Along with the "trust in the process" of working through swing-changes mentioned above, one other facet of Tiger's mental game that we can learn from is his ability to stay in the present. It is one of the most-used clichés in golf, but being able to take things one shot at a time is the ultimate performance tool. People understand this, but employing it all the time is a complex endeavor. To be like Tiger requires a very agile but also a very disciplined mind. Agile because his mental capacities need to get used in so many ways; disciplined because one has to be totally in the correct mode at the right time, without mixing up the two. Tiger obviously employs long-term planning. From the career goal of besting Nicklaus's eighteen professional major record, to the strategy of hitting mostly irons off of tees that he employed both at Southern Hills in this year's PGA and at Royal Liverpool at last year's British Open, Tiger is able consider ideas with long-term ramifications and come to productive conclusions. But he is also able to shift gears to being completely in the moment when he's hitting a given shot. And he does NOT mix the two modes when it doesn't suit him.
My favorite recent example of Tiger being totally in the moment was in the final round at Southern Hills. Tiger was pushed in that round by both Woody Austin and Ernie Els. By the 13th hole, Tiger's lead was down to a single stroke, and a birdie on the par-5 would have been really come in handy. Tiger faced an 86-yard approach to a back pin - a shot on which he could certainly capitalize. Instead, he hit the shot farther than desired, and the ball ended short-sided in the back bunker. The commentators spoke over and again about how the bunkers at Southern Hills were not allowing the players to spin the ball, and thus Tiger's was in a very precarious position.

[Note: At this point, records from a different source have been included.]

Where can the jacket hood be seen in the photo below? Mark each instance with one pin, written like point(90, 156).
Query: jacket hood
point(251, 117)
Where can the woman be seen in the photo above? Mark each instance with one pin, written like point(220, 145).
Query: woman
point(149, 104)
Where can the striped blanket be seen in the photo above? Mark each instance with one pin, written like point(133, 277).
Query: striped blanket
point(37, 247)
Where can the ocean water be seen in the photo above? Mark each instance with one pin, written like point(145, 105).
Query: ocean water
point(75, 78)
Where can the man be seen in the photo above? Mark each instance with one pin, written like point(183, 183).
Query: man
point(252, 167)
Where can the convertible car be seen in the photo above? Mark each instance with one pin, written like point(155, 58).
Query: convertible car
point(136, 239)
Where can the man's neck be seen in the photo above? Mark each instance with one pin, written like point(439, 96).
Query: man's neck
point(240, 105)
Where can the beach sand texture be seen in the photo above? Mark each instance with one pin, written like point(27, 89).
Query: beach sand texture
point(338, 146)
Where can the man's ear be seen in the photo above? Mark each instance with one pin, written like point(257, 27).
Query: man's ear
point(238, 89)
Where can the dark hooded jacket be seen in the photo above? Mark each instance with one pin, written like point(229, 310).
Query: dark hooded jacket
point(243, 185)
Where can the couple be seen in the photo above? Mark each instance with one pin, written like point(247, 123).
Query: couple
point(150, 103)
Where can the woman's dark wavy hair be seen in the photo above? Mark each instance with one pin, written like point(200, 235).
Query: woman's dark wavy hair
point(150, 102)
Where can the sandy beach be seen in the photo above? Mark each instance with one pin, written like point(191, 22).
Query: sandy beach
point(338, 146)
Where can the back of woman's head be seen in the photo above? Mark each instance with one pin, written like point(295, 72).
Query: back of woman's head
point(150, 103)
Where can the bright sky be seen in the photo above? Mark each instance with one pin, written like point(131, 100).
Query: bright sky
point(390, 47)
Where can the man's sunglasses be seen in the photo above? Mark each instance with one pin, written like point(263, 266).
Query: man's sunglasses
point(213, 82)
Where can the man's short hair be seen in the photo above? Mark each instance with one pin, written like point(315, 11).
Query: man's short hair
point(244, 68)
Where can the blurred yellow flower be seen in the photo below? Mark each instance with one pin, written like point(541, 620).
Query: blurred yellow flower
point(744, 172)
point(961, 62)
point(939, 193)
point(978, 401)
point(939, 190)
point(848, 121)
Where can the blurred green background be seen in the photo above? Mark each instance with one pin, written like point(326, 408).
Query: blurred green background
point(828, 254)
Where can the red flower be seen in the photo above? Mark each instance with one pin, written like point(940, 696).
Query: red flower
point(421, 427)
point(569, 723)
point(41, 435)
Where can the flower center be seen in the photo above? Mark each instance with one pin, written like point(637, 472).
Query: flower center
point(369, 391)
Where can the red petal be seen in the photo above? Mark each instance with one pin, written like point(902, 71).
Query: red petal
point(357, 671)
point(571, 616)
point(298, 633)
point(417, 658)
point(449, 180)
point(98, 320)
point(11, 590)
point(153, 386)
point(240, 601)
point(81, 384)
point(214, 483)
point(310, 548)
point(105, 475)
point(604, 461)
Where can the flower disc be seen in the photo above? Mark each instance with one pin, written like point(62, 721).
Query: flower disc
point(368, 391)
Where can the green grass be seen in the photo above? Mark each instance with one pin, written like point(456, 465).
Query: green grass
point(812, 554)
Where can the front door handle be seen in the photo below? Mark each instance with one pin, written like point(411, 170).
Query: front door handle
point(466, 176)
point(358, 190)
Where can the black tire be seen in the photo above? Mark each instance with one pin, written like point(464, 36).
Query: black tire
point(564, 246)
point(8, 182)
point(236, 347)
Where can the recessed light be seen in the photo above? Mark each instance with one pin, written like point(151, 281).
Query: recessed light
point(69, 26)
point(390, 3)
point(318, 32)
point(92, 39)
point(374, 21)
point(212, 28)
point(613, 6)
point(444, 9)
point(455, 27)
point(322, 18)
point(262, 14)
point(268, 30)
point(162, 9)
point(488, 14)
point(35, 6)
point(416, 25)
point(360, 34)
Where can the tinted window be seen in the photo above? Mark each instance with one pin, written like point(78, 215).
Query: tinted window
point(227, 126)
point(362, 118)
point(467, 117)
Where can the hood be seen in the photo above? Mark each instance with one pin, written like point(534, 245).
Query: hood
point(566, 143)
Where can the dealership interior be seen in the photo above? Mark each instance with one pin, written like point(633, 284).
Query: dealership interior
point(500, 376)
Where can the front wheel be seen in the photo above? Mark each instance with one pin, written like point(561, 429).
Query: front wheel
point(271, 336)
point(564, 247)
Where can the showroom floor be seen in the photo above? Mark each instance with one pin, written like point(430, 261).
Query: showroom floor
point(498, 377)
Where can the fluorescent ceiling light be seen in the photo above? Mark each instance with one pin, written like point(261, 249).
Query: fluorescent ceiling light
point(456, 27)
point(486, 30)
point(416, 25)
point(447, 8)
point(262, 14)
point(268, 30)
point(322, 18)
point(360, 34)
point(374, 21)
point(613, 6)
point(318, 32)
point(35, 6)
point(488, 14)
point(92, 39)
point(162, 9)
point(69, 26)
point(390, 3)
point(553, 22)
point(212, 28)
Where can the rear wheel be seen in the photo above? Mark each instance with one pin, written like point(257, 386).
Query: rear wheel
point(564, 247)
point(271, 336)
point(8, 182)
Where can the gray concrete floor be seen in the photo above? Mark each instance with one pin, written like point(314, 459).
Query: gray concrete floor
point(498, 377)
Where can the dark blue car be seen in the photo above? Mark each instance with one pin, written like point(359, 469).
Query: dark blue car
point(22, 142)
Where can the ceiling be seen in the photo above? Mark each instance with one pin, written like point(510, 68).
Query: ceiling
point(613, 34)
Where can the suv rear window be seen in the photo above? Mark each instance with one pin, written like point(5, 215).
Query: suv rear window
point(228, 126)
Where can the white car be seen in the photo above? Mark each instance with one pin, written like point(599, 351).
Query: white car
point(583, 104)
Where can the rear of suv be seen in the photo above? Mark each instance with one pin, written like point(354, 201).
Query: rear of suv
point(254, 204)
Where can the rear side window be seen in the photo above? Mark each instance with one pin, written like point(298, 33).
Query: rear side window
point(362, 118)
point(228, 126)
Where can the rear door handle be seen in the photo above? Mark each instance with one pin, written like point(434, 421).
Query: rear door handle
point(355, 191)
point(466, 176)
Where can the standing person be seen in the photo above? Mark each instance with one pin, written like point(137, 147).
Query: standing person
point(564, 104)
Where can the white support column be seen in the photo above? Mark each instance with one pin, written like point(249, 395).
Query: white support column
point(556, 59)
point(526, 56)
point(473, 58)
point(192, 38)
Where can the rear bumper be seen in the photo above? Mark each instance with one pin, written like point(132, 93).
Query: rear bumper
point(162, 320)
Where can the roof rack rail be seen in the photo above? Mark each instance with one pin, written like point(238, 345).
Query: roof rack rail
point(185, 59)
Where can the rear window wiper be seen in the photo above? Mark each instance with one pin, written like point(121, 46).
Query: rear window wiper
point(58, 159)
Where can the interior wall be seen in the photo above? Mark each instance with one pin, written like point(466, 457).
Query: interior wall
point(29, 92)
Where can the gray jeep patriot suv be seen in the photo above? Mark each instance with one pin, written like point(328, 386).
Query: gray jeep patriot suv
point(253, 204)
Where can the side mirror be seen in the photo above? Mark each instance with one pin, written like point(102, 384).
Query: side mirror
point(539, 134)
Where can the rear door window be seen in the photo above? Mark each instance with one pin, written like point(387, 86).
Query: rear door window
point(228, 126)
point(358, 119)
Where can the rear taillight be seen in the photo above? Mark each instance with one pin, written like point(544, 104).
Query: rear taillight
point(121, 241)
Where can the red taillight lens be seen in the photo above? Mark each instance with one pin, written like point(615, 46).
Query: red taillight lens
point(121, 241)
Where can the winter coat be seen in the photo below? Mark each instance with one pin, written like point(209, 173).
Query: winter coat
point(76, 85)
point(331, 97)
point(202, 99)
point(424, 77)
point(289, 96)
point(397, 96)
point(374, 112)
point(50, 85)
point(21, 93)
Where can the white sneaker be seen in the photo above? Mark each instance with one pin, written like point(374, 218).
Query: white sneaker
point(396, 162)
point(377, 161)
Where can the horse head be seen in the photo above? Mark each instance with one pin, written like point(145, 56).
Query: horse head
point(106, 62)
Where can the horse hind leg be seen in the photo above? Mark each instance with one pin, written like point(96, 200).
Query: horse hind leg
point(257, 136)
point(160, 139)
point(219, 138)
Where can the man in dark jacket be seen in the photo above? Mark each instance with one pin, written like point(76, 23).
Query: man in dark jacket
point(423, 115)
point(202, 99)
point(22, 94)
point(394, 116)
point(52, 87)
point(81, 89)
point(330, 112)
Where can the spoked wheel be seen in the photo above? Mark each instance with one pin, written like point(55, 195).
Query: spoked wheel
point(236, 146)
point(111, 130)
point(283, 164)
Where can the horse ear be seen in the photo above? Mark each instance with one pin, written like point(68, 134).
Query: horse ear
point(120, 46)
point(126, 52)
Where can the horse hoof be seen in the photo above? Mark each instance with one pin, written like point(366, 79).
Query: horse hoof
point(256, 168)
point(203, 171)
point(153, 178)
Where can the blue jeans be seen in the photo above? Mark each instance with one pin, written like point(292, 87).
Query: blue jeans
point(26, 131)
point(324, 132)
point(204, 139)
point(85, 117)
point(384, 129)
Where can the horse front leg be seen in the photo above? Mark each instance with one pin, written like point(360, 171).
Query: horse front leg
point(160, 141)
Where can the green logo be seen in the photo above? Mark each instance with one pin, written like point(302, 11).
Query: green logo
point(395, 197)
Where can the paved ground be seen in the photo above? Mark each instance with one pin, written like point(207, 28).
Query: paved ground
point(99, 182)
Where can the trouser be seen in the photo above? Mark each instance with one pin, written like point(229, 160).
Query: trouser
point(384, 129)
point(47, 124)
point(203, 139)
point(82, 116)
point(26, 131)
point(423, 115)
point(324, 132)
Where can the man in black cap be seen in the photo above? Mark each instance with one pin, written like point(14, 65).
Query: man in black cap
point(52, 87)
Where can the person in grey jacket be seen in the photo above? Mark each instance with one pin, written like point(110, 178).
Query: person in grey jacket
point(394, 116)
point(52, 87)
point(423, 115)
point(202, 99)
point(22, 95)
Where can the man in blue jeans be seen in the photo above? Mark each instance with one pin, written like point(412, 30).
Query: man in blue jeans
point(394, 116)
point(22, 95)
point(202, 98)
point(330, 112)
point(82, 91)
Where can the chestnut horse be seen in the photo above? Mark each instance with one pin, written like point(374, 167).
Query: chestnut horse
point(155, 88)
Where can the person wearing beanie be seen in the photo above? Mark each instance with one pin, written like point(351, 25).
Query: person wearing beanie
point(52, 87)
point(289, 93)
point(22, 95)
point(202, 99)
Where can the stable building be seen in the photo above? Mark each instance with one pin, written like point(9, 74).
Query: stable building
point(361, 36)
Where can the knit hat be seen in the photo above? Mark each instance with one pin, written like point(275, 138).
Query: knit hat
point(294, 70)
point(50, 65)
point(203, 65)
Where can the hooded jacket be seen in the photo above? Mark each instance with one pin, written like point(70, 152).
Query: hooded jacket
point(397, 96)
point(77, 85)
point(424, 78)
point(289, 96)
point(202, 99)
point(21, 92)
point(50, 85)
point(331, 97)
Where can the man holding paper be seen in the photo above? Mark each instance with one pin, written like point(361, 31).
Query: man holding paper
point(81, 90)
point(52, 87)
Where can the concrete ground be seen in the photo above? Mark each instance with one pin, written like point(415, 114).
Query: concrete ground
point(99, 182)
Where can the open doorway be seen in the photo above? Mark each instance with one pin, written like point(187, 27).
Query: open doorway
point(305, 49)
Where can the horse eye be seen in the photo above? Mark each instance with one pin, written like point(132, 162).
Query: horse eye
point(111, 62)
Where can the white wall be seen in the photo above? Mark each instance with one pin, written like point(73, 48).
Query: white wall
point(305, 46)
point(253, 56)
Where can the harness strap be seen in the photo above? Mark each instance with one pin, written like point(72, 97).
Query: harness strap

Most players in this situation would have self-destructed. They would have put so much importance on that wedge-shot given the circumstances, and if they did not execute, they would not have been able to shake off the disappointment. This could have led to a bogey on the 13th, to losing the lead, and maybe even to losing the tournament. This downward spiral has happened to a number of golfers, and it tends to have long-term ramifications. Instead, Tiger did what he did all week, and has done for his entire career. First, he didn't look like his confidence was shaken by the wedge shot, indicating to me that he hadn't placed any more or less importance on that one shot, despite the context. Second, he instantly moved on to his next job: again, it was playing the shot at hand - the bunker shot. Third, he was able to execute the bunker shot to perfection, saving par and holding on to that slim lead. I'm not saying that because you are in the present that you will always execute the shot that you would like. But you will give yourself the opportunity to execute properly if you are totally in the moment, whereas if you are looking at what already happened, or projecting forward to what may or may not happen, you surely won't be hitting your present shot at full mental capacity.
So, back to the forward-looking approach. We, as spectators, have the luxury of projecting forward to what Tiger may or may not do. Tiger has also stated his long-term intentions, but I believe that is only used as a roadmap for what to work on, and as fuel and motivation to continue to work hard in order to make those goals a reality. But as a performer, once he has the chance to make history, i.e. by playing in an actual tournament, he switches gears with singular focus onto the task at hand: playing the shot that he is facing at that very moment, and no other. Hopefully we can all work on this skill, along with our physical conditioning and technical proficiency, in order to maximize our personal potential.